Family dog cooling off midday near a coconut plantation building

Anole spp. sitting on a Dominican home

The most common theme of these farms, plantations and houses was chickens. Poultry makes up a large part of the Dominican diet so it's necessary to have a yard full of food at one's disposal year-round. If you didn't know, "chicken" isn't actually the name of a species. They are called Red Junglefowl. How exotic.

Red Junglefowl (Gallus gallus) in a Dominican yard

The kind family that owned the chocolate plantation also owned this pet White-necked Crow. He was content to sit in his cage with the door wide open to the world and squawk at tourists.

Domesticated White-necked Crow (Corvus leucognaphalus) outside a Dominican home

Before we took to the beach for a welcomed swim, we stopped by a wildlife refuge situated in a heavily treed area and hidden from the road. It acts partly as a rehabilitation center for injured wildlife and mostly as a tiny natural zoo.
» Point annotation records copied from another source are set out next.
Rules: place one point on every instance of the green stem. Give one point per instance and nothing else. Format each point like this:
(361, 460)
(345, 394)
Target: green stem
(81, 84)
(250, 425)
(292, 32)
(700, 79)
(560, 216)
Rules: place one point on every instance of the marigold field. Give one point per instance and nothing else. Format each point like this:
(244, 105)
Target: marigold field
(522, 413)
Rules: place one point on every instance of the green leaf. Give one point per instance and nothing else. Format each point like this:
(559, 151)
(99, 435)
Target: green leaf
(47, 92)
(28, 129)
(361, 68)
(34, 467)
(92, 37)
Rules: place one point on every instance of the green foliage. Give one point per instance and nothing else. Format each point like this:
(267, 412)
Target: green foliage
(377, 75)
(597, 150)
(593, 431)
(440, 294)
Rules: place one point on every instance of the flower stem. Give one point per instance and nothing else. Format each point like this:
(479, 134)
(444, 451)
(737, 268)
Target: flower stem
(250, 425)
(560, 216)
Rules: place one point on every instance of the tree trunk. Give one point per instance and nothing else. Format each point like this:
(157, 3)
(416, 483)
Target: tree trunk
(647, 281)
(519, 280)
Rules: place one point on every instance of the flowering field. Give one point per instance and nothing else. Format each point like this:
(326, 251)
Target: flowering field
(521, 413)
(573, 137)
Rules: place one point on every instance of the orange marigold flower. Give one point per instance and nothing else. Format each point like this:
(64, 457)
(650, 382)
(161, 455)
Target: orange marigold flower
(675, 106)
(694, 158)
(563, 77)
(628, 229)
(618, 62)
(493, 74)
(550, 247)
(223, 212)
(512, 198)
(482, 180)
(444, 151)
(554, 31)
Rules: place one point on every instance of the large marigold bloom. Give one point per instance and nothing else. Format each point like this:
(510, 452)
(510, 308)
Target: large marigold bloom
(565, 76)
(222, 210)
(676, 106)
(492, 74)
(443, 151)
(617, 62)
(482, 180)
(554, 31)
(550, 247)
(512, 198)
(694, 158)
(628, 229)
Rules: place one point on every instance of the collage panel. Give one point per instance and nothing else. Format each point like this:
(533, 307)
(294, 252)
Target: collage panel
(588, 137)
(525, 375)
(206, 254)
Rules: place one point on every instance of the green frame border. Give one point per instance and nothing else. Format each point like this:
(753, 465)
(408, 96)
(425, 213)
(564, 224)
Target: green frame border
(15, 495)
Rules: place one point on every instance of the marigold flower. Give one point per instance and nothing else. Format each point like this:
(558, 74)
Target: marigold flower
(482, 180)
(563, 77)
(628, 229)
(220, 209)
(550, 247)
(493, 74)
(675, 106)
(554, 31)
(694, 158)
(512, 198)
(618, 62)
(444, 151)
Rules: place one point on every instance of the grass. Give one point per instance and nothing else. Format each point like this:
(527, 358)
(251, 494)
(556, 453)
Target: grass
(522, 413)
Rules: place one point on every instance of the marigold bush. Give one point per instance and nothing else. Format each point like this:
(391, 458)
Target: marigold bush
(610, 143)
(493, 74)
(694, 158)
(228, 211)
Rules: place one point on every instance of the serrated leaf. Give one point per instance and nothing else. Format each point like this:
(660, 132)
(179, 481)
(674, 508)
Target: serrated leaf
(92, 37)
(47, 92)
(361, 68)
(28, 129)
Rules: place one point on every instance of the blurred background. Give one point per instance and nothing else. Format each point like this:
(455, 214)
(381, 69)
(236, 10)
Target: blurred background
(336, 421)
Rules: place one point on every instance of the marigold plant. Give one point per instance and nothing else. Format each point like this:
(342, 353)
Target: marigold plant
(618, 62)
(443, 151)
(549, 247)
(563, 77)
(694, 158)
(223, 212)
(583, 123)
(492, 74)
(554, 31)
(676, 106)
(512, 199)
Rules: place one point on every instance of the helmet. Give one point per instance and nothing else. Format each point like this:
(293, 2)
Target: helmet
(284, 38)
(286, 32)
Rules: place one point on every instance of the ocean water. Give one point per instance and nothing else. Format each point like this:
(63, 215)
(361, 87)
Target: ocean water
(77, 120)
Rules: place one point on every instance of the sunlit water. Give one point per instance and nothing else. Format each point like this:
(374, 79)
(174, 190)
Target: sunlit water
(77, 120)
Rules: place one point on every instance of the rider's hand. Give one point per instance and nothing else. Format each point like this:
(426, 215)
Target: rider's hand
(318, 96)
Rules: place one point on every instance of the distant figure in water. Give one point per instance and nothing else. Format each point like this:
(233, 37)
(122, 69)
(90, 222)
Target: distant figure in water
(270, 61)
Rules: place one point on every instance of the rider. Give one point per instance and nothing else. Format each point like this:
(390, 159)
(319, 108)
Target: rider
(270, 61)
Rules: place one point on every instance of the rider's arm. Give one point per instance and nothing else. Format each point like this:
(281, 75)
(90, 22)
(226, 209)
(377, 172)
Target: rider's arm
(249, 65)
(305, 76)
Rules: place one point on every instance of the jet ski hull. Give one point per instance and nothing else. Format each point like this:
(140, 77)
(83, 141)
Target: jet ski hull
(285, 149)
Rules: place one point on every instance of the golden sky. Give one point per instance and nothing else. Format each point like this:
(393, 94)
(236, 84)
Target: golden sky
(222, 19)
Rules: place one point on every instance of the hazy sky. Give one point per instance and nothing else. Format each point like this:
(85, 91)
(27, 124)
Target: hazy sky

Indian Peafowl (Pavo cristatus)

White-cheeked Pintail (Anas bahamensis)

It was at this wildlife refuge that I witnessed one of the more impressive reptiles that I've seen. Yes, they had an alligator (my favorite animal since childhood, believe it or not) but that's not the fellow I'm talking about. I was lucky enough to observe Rhinoceros Iguanas, a threatened species native only to Hispaniola (Haiti and Dominican Republic)!

Rhinoceros Iguana (Cyclura cornuta) in Dominican Republic

Rhinoceros Iguana (Cyclura cornuta) in Dominican Republic

If people ask me, did I go to the Dominican for poolside Mama Juana (a Dominican drink), I tell them sure, yeah. But really it's always for the birds.